Когда-то, в древности, говорил отец, талмудические предписания имели, вероятно, немалый смысл. Несомненно, например, гигиеническое значение правил о кошерной пище. Но теперь эти правила вполне можно заменить другими, основанными на научных данных. Масса следует старинным предписаниям, не понимая их смысла, из присущего ей консерватизма. То же отец говорил и о других религиозных запретах и повелениях.
— Но все же он верил в Бога? — тихо спрашивала Фрида, которой хотелось побольше знать о своем Пинхусе, а значит, и о его близких.
— Не знаю, — подумав, отвечал Пинхус. — Вероятно, он серьезно не думал об этом. Он был врач и верил в физиологию. В синагогу ходил неохотно, только затем, чтобы на него «пальцем не по-называли». Так он говорил. Но некоторые праздники очень любил, особенно Пейсах. Обстановка первого Седера, когда горят пасхальные свечи, и красное вино на столе, и маца на большом серебряном блюде, и горькие травы, и эти четыре вопроса, которые дети должны были ему задавать… Отец в это время очень походил на деда; это особенно бросалось в глаза, потому что он восседал за столом на том самом месте, куда сажали деда в его редкие приезды.
«Запомни, Пинхус, запомните все! — торжественно говорил отец. — Пейсах — это праздник нашей свободы…»
— Но тебе, наверное, это неинтересно? — спохватывался вдруг Пинхус, обращаясь к Фриде.
— Глупый, мне про тебя все интересно, — отвечала Фрида и добавляла: — Все, все!
Фрида требовательно привлекала к себе Пинхуса, и неодолимая сила инстинкта снова брала верх над их молодыми телами.
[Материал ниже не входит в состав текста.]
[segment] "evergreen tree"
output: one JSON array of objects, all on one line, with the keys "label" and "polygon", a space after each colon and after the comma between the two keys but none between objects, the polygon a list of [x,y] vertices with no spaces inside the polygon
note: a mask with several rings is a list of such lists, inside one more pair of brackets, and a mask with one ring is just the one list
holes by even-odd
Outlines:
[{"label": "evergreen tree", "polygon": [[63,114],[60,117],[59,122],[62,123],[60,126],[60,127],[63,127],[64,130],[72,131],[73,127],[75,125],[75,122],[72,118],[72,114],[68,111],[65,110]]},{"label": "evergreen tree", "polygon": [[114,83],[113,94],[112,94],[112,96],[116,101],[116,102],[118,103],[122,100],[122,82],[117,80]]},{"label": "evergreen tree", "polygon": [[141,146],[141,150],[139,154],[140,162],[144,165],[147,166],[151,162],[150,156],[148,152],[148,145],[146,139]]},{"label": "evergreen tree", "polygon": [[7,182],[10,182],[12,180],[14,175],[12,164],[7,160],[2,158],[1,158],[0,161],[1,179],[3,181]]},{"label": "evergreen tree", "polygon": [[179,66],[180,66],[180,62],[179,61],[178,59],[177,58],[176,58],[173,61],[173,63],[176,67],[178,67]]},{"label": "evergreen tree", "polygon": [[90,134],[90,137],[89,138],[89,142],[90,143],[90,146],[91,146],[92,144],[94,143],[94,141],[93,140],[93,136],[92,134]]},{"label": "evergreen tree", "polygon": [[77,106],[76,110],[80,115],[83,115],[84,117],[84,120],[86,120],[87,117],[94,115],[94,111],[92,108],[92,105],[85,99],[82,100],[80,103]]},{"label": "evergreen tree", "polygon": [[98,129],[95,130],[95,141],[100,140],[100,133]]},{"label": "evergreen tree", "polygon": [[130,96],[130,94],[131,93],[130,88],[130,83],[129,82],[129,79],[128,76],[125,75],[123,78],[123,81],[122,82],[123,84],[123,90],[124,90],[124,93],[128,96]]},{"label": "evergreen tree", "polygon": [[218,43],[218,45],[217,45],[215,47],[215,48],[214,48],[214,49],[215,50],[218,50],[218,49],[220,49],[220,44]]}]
…Отец хотел, чтобы Пинхус, как и он сам, стал врачом. Отец считал, что это лучшая профессия для еврея. Она давала и обеспеченное существование, и право повсеместного жительства, и общее уважение, потому что перед лицом болезни и смерти несть эллина и иудея: никто не хотел болеть и, тем более, умирать.
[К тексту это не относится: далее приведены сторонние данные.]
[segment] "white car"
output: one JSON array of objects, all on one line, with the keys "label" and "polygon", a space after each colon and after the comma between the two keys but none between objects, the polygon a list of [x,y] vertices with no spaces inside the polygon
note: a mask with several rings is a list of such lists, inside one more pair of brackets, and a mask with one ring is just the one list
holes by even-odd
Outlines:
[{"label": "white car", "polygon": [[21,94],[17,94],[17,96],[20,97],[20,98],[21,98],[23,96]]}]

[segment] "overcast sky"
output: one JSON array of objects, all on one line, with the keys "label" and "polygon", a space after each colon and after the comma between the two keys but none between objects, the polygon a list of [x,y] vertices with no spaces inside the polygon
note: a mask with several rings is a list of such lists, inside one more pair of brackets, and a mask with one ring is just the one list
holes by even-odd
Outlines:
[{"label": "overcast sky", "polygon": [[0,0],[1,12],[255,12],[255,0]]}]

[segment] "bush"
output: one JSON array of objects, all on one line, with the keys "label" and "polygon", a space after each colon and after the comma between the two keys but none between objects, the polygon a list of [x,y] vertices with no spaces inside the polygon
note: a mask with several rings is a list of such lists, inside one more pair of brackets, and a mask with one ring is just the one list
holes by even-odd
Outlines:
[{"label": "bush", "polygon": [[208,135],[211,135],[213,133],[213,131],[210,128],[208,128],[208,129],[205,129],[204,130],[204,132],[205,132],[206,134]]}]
С десяти лет отец стал брать Пинхуса с собою в больницу, чтобы приучить к обстановке и виду человеческих страданий. Но больница лишь напугала Пинхуса, а стойкий запах карболки вызывал у него тошноту. С годами отвращение к медицине росло, но отец не хотел этого замечать. Когда Пинхус наотрез отказался подавать на медицинский, отец воспринял это как тяжелый удар и даже слег в постель. Теперь, когда отца не было в живых, Пинхус испытывал перед ним чувство неискупимой вины.
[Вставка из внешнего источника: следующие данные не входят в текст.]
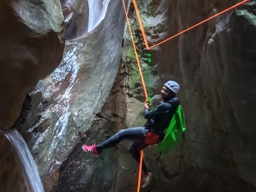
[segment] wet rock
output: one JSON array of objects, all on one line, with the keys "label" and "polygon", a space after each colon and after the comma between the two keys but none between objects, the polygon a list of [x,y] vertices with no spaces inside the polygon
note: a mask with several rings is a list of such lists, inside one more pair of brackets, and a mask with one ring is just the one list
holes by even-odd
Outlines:
[{"label": "wet rock", "polygon": [[[57,187],[61,164],[81,141],[81,135],[90,137],[95,115],[108,97],[122,51],[125,15],[121,6],[122,2],[111,1],[106,18],[93,31],[66,41],[61,64],[30,94],[35,101],[32,108],[43,107],[35,122],[26,118],[23,135],[46,191]],[[42,98],[36,102],[38,94]],[[117,122],[123,121],[114,115]]]},{"label": "wet rock", "polygon": [[[146,31],[150,45],[234,4],[162,1],[151,17],[144,13],[154,6],[138,3],[145,27],[152,29]],[[177,81],[187,126],[182,146],[148,159],[158,166],[153,171],[159,181],[151,191],[255,190],[254,10],[253,1],[150,51],[152,91]]]},{"label": "wet rock", "polygon": [[87,1],[61,0],[65,18],[66,39],[74,39],[87,33],[89,10]]},{"label": "wet rock", "polygon": [[9,127],[28,93],[60,63],[63,18],[55,1],[3,1],[0,12],[0,127]]}]

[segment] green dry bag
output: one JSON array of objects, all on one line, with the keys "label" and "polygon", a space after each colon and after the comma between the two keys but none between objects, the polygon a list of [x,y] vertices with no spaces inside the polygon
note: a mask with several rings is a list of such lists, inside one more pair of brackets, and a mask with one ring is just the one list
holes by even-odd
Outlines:
[{"label": "green dry bag", "polygon": [[172,116],[164,139],[158,143],[160,150],[167,153],[180,144],[183,141],[185,129],[185,119],[182,107],[180,105]]}]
— Но тебе все это неинтересно, — спохватывался Пинхус.
— Мне все интересно, глупый, — возражала Фрида и без видимой связи с тем, что только что слышала, добавляла:
— Знаешь, за что я тебя полюбила? За то, что у тебя такие мягкие глаза.
— Но ведь сейчас темно, Фрида! — срывающимся голосом говорил Пинхус. — Ты не можешь видеть моих глаз, Фрида!
— Мне и не надо видеть, милый. Я помню. Иногда Фрида просила:
— А теперь расскажи о твоем подвиге, — и в ее низком голосе слышались поддразнивающие нотки.
— Но я уже столько раз рассказывал, — улыбался в темноте Пинхус.
— Расскажи еще раз. Я хочу! — капризно настаивала Фрида.
И он начинал рассказывать про то, как однажды вмешался в уличную свару, а когда полицейский обозвал его «жидом», одним ударом свалил того с ног.
Фрида тихо хихикала и требовала подробностей, хотя давно уже знала, как выглядел крепыш-полицейский с бессмысленными пуговичными глазами и отвислой челюстью, «какую найдешь не у всякой лошади»; как вели Пинхуса в участок; как почти полтора месяца продержали его под арестом «за оскорбление действием представителя власти»; как завели еще отдельное дело в связи с обнаруженной при обыске брошюрой Леона Пинскера «Автоэмансипация». Брошюра была написана лет двадцать назад, в ответ на волну еврейских погромов восьмидесятых годов; в ней выдвигалась идея создания еврейского национального очага на древней земле предков, которую каждый настоящий еврей, по убеждению автора, носит в своем сердце; Пинскер утверждал, что такова единственная возможность избавить еврейский народ от погромов и всяких иных притеснений. По какому-то недоразумению брошюра Пинскера числилась запрещенной, и Пинхусу пришили за нее дело, хотя и выпустили до суда.